Life is being mercifully spared in the former battle zones. The kith and kin of the soldiery are spending restful days and nights as a result. Everyone from clergyman to layman across the borders of ethnicity are praying. If not they are at least hopeful that a no-killing scenario will hold.

Now, as if to step into a vacuum caused by this ceasefire, maniacs at the wheel of varying motor vehicles have taken it in their stride to provide the headlines by the gruesome notching up of road accidents most of them taking life and reducing some others to permanent loss or disfigurement of limb. On Wednesday the 'Daily News' reported in its lead story that "On Monday alone 10 persons were killed and 43 injured in road accidents. Earlier on Friday night a Catholic priest riding his motorcycle was knocked down by a lorry on Baseline Road..."

We do not have a breakdown of the vocations and professions of those killed and injured on Monday but it is clear that even the clergy are not spared visitations of calamity.Of course as always there is a huge hue and cry right now calling on the authorities to do something to arrest the trend. A host of measures are being evaluated ranging from suspending driving licences of errant drivers to catching prospective drivers young at school and orienting them to road rules and initiating them to correct driving techniques.

As always there is an element of human error in the occurrence of these accidents. Mechanical failure of vehicles can be reduced to a minimum. Road worthiness of vehicles are generally scrutinised annually when vehicle owners go for their insurance. Here it is the owner of the vehicles of older vintage that have their vehicle inspected. All that is well and good. An increase in the fines may act as a deterrent. The final punishment could be the withdrawal of the licence so that the killer is taken off the roads.
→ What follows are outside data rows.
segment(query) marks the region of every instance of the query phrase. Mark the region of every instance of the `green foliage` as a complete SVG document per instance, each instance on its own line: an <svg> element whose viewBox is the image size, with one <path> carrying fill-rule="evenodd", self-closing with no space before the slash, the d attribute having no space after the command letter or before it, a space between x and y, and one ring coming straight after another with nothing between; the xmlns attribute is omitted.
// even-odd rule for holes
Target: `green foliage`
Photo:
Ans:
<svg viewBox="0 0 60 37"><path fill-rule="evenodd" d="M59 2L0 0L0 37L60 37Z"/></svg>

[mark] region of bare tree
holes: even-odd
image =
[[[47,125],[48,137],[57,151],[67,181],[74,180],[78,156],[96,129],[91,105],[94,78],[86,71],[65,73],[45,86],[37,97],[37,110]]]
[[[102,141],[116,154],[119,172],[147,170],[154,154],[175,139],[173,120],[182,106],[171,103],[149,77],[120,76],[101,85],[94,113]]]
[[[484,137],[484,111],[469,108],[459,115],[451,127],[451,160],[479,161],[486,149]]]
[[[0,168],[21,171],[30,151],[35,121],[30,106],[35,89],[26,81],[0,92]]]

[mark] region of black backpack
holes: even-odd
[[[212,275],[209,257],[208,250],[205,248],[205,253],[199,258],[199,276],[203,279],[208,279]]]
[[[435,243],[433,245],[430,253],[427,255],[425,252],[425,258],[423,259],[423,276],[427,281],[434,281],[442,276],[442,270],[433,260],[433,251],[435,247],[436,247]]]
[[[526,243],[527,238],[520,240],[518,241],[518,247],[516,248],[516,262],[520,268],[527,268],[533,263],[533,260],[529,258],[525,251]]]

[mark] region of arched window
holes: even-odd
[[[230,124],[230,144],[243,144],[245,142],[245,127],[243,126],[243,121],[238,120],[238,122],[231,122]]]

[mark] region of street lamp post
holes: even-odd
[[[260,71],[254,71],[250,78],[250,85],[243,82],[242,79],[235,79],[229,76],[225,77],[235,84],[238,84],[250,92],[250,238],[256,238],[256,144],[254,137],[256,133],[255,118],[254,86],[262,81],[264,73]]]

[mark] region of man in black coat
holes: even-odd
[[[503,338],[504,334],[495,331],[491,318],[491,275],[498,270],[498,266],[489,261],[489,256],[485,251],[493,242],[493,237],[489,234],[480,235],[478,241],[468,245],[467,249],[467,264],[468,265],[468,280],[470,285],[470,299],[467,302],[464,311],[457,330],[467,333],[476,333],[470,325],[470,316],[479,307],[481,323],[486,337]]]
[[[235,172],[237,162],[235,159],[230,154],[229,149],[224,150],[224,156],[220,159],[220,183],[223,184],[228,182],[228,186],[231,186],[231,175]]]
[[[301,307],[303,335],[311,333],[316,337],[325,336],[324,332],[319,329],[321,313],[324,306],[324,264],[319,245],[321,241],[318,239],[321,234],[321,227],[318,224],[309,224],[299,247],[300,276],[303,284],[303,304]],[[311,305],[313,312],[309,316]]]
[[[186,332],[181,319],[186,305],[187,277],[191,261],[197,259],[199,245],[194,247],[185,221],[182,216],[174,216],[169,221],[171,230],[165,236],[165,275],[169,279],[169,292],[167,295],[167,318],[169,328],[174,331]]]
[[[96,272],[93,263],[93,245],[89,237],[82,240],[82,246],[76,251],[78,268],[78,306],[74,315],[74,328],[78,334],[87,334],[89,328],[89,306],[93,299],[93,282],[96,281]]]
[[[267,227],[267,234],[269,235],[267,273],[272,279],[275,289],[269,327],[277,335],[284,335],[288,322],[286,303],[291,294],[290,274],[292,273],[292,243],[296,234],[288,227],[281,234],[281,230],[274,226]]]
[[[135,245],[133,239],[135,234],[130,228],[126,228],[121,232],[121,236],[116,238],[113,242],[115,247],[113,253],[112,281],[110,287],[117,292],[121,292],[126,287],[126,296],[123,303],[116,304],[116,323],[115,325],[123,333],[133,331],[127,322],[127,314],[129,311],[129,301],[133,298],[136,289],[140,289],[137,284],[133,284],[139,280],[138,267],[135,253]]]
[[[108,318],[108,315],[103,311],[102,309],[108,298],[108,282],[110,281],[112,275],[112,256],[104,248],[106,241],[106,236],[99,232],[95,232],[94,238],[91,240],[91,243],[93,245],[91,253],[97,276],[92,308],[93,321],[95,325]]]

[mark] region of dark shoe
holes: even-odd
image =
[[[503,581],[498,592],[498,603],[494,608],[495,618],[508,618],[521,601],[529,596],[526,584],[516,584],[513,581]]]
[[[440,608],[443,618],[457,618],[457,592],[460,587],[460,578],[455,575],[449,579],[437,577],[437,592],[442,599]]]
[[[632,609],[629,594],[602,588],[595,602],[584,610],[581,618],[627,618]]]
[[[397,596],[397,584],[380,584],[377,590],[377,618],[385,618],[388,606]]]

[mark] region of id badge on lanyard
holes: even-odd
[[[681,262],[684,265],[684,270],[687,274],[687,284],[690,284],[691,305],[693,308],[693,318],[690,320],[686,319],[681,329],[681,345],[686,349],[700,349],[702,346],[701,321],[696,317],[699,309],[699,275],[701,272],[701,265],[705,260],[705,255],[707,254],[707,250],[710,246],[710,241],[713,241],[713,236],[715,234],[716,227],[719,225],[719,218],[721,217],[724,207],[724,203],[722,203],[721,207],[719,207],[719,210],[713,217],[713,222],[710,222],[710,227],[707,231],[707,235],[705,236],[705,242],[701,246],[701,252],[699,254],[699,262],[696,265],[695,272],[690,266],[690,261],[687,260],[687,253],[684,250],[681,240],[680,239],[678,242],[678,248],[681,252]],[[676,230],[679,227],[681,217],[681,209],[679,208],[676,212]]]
But what must have escaped the notice of the layman and the specialist in this regard has been highlighted by a medical doctor who has cited a few cases to buttress his argument that among a host of reasons that contribute to the incidence of irresponsible driving, one of them is generally overlooked or down played- medical reasons. This good doctor has brought up a few instances to illustrate his point which deserve repetition today since the article in ours last Sunday may have been missed by those concerned and other desultory readers.

A few instances shared with the reader by this doctor are as follows: 'A Colombo District Judge driving his car along Reid Avenue developed an epileptic fit, lost consciousness and crashed headlong into an oncoming bus. Three people died in this incident.' Could this tragedy have been averted?
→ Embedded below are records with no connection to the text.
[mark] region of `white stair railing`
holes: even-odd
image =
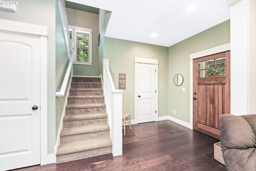
[[[72,76],[72,75],[70,76],[70,75],[72,75],[71,72],[72,71],[73,61],[74,61],[74,58],[75,58],[75,56],[76,55],[76,49],[74,49],[74,50],[73,50],[73,52],[71,55],[71,58],[69,61],[68,65],[68,68],[67,68],[67,70],[66,72],[66,74],[65,74],[65,76],[64,77],[64,79],[63,80],[63,82],[62,82],[62,84],[61,86],[61,87],[60,88],[60,91],[56,92],[55,94],[55,95],[56,97],[63,97],[65,94],[65,92],[66,91],[66,90],[68,86],[68,80],[69,79],[70,77]]]
[[[116,89],[109,70],[109,60],[103,60],[103,92],[114,156],[122,154],[123,91]]]

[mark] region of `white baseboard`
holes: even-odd
[[[157,121],[164,121],[165,120],[170,120],[169,116],[160,116],[158,117]]]
[[[191,124],[190,123],[175,118],[175,117],[172,117],[170,116],[164,116],[158,117],[156,121],[164,121],[165,120],[170,120],[170,121],[174,121],[191,129],[193,129],[193,124]],[[137,123],[136,123],[135,120],[131,120],[131,125],[136,125],[137,124]]]
[[[54,154],[50,154],[47,156],[47,164],[56,163],[56,155]]]
[[[178,119],[175,117],[172,117],[171,116],[168,116],[169,117],[169,120],[173,121],[177,123],[180,125],[181,125],[182,126],[184,126],[185,127],[191,129],[193,129],[193,124],[190,124],[186,122],[184,122],[181,120]]]

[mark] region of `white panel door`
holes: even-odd
[[[156,121],[155,64],[138,64],[138,123]]]
[[[40,164],[40,38],[0,32],[0,170]]]

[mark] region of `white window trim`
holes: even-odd
[[[74,64],[80,65],[92,65],[92,30],[90,28],[83,28],[82,27],[77,27],[73,26],[68,26],[68,28],[70,30],[72,30],[72,37],[74,38],[75,40],[73,40],[74,45],[74,48],[76,48],[76,32],[86,33],[89,34],[89,56],[88,62],[83,62],[76,61],[76,57],[74,58],[74,61],[73,63]]]

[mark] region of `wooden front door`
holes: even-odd
[[[156,65],[138,64],[138,123],[156,120]]]
[[[220,139],[219,117],[230,113],[230,51],[193,60],[193,129]]]
[[[40,44],[0,32],[0,170],[40,164]]]

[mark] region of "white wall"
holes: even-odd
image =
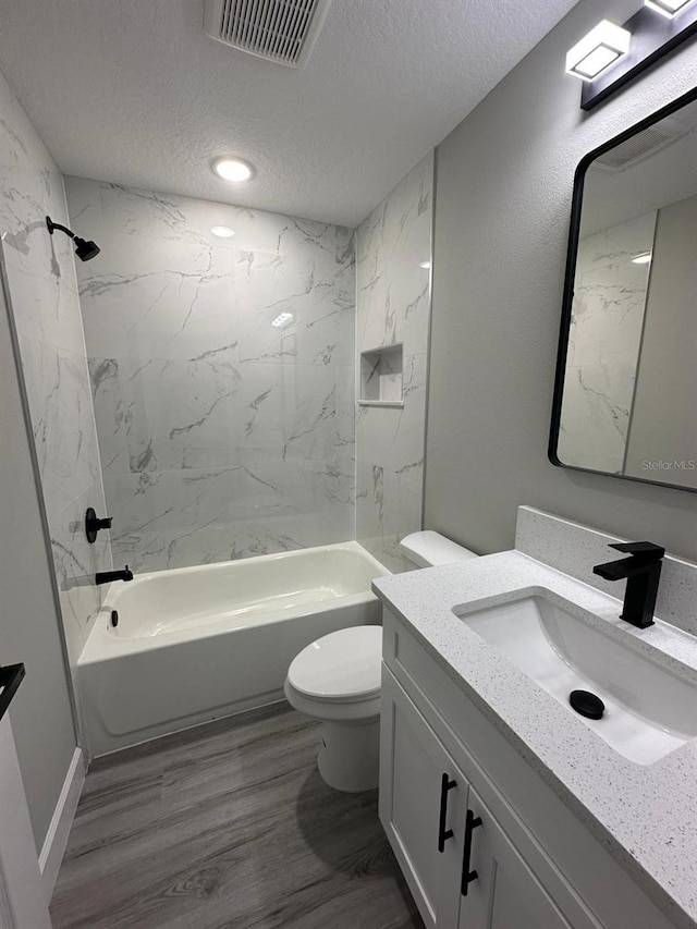
[[[402,345],[404,406],[356,414],[356,538],[392,571],[421,527],[432,220],[429,152],[356,230],[358,353]]]
[[[103,515],[105,499],[75,260],[45,221],[68,223],[63,178],[1,75],[0,119],[2,252],[74,670],[103,595],[94,575],[111,567],[108,534],[90,546],[83,529],[87,506]]]
[[[636,0],[582,0],[438,151],[426,525],[511,548],[529,503],[697,558],[697,496],[547,460],[574,170],[687,91],[695,44],[590,113],[564,56]]]
[[[66,191],[101,245],[77,277],[118,566],[354,538],[352,230],[78,178]]]
[[[0,396],[0,663],[26,665],[10,716],[38,855],[76,741],[2,293]]]

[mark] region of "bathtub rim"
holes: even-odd
[[[151,578],[166,579],[168,575],[174,574],[178,576],[181,576],[182,574],[208,574],[211,572],[223,571],[225,569],[230,570],[231,567],[240,569],[243,565],[249,563],[259,563],[262,561],[268,563],[270,561],[293,560],[302,555],[313,555],[326,551],[351,551],[359,554],[368,563],[371,563],[371,565],[377,572],[381,572],[376,574],[377,577],[384,577],[393,573],[384,564],[378,561],[378,559],[375,558],[375,555],[371,554],[366,548],[364,548],[360,542],[347,541],[327,546],[314,546],[311,548],[306,549],[294,549],[292,551],[274,552],[273,554],[254,555],[253,558],[213,562],[212,564],[195,564],[189,565],[187,567],[173,567],[166,569],[164,571],[150,571],[144,574],[135,574],[133,582],[129,583],[138,584]],[[376,596],[368,588],[365,591],[360,591],[357,594],[347,594],[343,597],[337,597],[333,600],[329,601],[318,600],[315,606],[304,604],[301,611],[290,612],[288,615],[284,615],[282,610],[269,611],[269,613],[262,616],[255,616],[255,619],[248,623],[234,626],[233,629],[230,628],[227,621],[221,620],[219,622],[212,622],[201,626],[199,629],[196,629],[195,635],[193,634],[194,631],[192,628],[185,628],[175,629],[171,632],[162,632],[152,636],[120,637],[118,635],[113,635],[110,632],[108,624],[110,622],[111,611],[118,610],[118,602],[121,592],[126,589],[129,588],[123,587],[123,582],[112,582],[109,585],[102,606],[95,614],[95,619],[93,620],[93,627],[89,631],[87,640],[85,641],[85,646],[80,655],[80,658],[77,659],[78,668],[87,664],[99,663],[101,661],[109,661],[112,658],[134,655],[136,652],[140,653],[151,650],[166,649],[168,647],[175,647],[191,639],[213,637],[216,635],[220,635],[223,632],[242,632],[243,629],[248,629],[255,626],[266,625],[269,623],[291,622],[292,620],[297,619],[301,615],[313,615],[315,613],[326,612],[328,608],[342,609],[359,606],[362,603],[370,603],[377,600]],[[331,604],[331,607],[329,604]]]

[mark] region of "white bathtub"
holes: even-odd
[[[90,755],[282,699],[302,648],[380,622],[389,573],[345,542],[114,582],[77,665]]]

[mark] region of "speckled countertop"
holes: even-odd
[[[517,551],[382,577],[372,588],[675,926],[697,927],[697,738],[651,765],[628,761],[453,608],[469,612],[542,588],[696,688],[697,637],[661,622],[636,629],[617,618],[615,598]]]

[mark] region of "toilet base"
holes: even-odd
[[[365,722],[326,722],[317,767],[322,781],[335,791],[372,791],[379,781],[380,718]]]

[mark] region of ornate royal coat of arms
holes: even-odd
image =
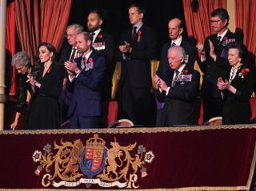
[[[84,145],[85,143],[85,145]],[[115,139],[110,148],[98,134],[83,143],[80,139],[74,142],[54,141],[46,144],[42,151],[35,150],[32,158],[38,163],[35,175],[42,177],[44,187],[86,188],[97,185],[102,188],[138,189],[138,176],[147,176],[146,165],[153,161],[154,153],[146,151],[137,142],[121,145]]]

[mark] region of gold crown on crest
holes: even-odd
[[[98,148],[103,149],[106,141],[98,137],[98,134],[94,134],[94,137],[91,137],[86,141],[86,147],[89,148]]]

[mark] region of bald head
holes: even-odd
[[[171,19],[168,23],[168,30],[169,38],[173,41],[177,40],[183,33],[182,22],[177,18]]]

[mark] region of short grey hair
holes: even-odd
[[[184,50],[183,47],[182,46],[171,46],[170,48],[169,48],[168,50],[168,53],[170,51],[177,51],[179,54],[179,58],[184,58],[186,57],[186,51]]]
[[[82,30],[83,30],[83,26],[81,26],[81,25],[78,25],[78,24],[72,24],[72,25],[70,25],[66,30],[68,30],[69,28],[71,28],[71,27],[74,27],[74,30],[77,34],[79,34],[81,33]]]
[[[13,56],[11,66],[16,66],[17,65],[22,65],[23,66],[29,66],[30,65],[30,57],[26,52],[20,51]]]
To cull another tragic happening caused by medical reasons 'A six-year-old child standing on the pavement was knocked down by a private bus driven by a person suffering from weakness of his arm due to poliomyelitis. The driver was charged for reckless driving but the fact that he was suffering from poliomyelitis and weakness of the arm was known only unofficially'. In other words he was let loose on the unsuspecting public again to inflict his reckless driving.In another instance the doctor refers to the case of a driver who had been medically condemned by the CTB but was hired by a private bus owner. The driver did not take long to cause the resultant havoc. In an accident with a tractor this condemned man accounted for the life of the tractor driver.
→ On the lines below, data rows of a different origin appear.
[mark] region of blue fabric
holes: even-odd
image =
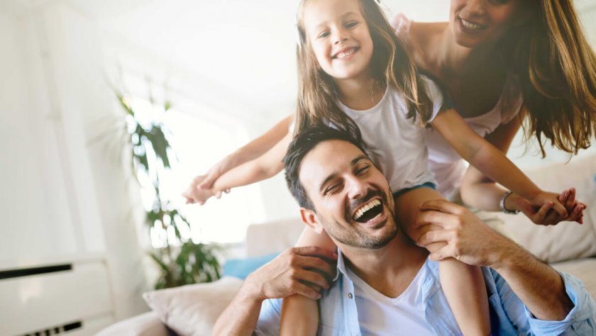
[[[279,253],[251,258],[228,259],[224,264],[224,276],[234,276],[244,280],[248,274],[270,262]]]
[[[360,335],[355,300],[351,295],[354,285],[346,275],[341,252],[337,264],[336,281],[323,293],[319,302],[321,318],[317,335]],[[438,281],[438,262],[427,259],[423,267],[426,268],[422,285],[424,317],[429,327],[436,335],[461,335]],[[544,321],[532,316],[498,273],[487,267],[482,269],[489,296],[491,335],[596,335],[596,303],[583,284],[573,276],[561,273],[574,308],[561,321]],[[263,301],[256,335],[279,335],[281,310],[281,299]]]

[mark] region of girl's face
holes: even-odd
[[[321,68],[336,79],[368,72],[372,40],[358,0],[312,0],[307,6],[307,40]]]
[[[456,42],[474,47],[498,41],[522,23],[523,1],[536,0],[451,0],[449,25]]]

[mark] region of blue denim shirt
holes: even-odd
[[[358,308],[353,296],[354,284],[346,272],[341,253],[338,254],[336,281],[323,293],[319,300],[321,318],[317,334],[360,335]],[[424,315],[429,326],[436,335],[461,335],[438,281],[438,262],[427,259],[423,267],[427,271],[423,279],[422,291]],[[596,335],[596,303],[578,279],[560,273],[574,307],[564,320],[546,321],[534,318],[495,270],[482,267],[482,273],[489,296],[492,335]],[[265,301],[255,333],[280,335],[281,310],[281,299]]]

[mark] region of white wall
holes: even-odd
[[[145,310],[146,233],[121,167],[89,143],[117,111],[96,23],[60,1],[18,7],[0,13],[0,268],[99,254],[114,317]]]

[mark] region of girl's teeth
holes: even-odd
[[[350,56],[351,55],[354,53],[354,50],[351,49],[350,51],[347,51],[346,52],[340,52],[337,54],[337,58],[344,58]]]

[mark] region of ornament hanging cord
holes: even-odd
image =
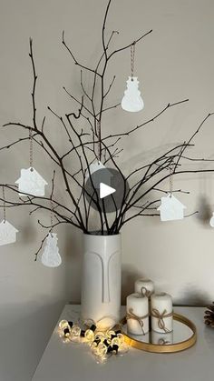
[[[134,73],[134,56],[135,56],[135,41],[131,45],[131,81],[133,81],[133,73]]]
[[[170,195],[173,193],[173,162],[170,165]]]
[[[5,206],[5,186],[2,187],[3,194],[3,221],[4,224],[6,222],[6,206]]]
[[[51,236],[53,237],[53,229],[54,229],[54,202],[53,202],[53,199],[52,198],[50,200],[50,203],[51,203],[51,230],[50,230],[50,233],[51,233]]]
[[[32,128],[29,129],[29,139],[30,139],[30,168],[31,171],[33,172],[33,138],[32,138]]]

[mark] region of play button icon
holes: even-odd
[[[116,189],[112,188],[112,186],[106,185],[104,183],[100,184],[100,198],[107,197],[114,192],[116,192]]]
[[[84,185],[88,207],[104,213],[119,210],[129,193],[129,184],[122,174],[115,168],[101,165],[97,165],[95,170],[93,167],[90,170]]]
So, it is blatantly clear that a scheme to keep a tab on the physical and mental fitness of drivers has to be set in place. An age bar can be brought into operation. In the instance of ageing, clearly all of them must be made to submit to medical check-ups and produce a certificate of competence from a medical person.To put the record straight then, it is not only an increasing volume of traffic on the roads without a corresponding increase in road capacity, speeding, jay walking and callous disregard of road rules that produce fiends on the roads. The physical and mental frame up of drivers has a lot to do with these accidents and the sooner this aspect of it is gone into and remedied the better. The numbers saved in the former war ravaged areas may be meaningless (in a sense) if corresponding numbers are laid low on our roads.